Girls do present very differently from boys with autism. What we know is that girls are very good at reading what other people are doing and using those behaviours themselves as a way to mask their much more subtle difficulties. However, that behaviour takes its toll on them. It can often leave young girls feeling entirely drained, so they might need time alone when they get home. Their special interests are frequently typical for girls, including arts and crafts, animals or reading, so it might be challenging to tell that is a special interest to them.
Having a formal diagnosis of autism can help you to understand your child’s needs and how you can support them. The diagnosis can also encourage and prompt more support for your child at school and assist you as a parent or carer, such as through financial aid. Recognition of your child being autistic can also help make sense of their behaviour and allow you to understand how your child thinks and feels to develop your relationship and mutual coping mechanisms.
The key difference between children and adults with autism is that adults have often developed coping strategies and ways to mask how they might be feeling. They might put on a front when they're with other people, and they can behave in a certain way which can significantly impact their social battery.
Children with ADHD may find it tough to sit still. They might be fidgety and find focusing hard, particularly in classes. They might be on the go if they are more hyperactive. With a more inattentive type of ADHD, the child might find that they're more forgetful, find it hard to organise themselves, and have many thoughts that others might not always recognise.

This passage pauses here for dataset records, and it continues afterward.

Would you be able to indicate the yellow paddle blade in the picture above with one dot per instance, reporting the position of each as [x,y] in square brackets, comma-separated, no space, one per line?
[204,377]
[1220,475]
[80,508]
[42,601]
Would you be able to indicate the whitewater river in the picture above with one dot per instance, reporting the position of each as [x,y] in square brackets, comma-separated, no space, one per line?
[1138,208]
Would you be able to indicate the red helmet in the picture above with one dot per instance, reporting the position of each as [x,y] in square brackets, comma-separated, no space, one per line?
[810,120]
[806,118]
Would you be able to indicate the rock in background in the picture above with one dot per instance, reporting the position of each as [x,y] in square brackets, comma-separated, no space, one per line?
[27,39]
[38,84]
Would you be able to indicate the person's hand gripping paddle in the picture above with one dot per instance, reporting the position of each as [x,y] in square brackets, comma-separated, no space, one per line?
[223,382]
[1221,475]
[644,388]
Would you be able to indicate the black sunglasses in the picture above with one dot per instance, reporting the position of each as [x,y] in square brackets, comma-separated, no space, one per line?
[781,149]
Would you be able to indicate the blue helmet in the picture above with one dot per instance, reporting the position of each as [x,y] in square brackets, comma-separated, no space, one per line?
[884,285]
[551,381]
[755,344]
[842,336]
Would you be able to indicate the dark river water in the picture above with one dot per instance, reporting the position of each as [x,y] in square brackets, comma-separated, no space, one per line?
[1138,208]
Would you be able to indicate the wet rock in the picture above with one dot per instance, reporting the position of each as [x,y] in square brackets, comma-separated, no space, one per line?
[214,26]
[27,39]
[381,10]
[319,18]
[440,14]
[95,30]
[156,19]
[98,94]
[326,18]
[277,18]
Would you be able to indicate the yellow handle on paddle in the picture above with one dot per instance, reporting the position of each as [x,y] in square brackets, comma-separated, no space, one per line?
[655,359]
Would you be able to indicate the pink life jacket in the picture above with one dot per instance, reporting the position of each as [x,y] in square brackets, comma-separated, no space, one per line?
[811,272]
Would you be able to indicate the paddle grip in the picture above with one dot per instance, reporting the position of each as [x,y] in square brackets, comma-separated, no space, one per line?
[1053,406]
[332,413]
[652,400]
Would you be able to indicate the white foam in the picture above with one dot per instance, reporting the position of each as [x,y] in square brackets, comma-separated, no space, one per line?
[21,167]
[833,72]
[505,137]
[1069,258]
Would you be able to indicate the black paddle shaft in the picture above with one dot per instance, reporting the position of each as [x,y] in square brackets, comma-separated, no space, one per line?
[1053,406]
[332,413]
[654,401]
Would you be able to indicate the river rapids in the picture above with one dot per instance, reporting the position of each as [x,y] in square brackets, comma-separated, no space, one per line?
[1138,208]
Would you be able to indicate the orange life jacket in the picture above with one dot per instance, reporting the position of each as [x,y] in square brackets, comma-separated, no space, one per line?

Often people with inattentive ADHD can be hyper-focused on specific topics which can be a real strength. The hyperactive and impulsive type of ADHD can result in the person seeking out sports and activities to keep them occupied.
In particular, girls experience inattentive ADHD, so it might not always be picked up by others around them, particularly in school. Girls are very good at masking their difficulties, but they might find it hard to organise and structure themselves. Inattentive ADHD can then impact things like their focus, their attention and their sleep as well.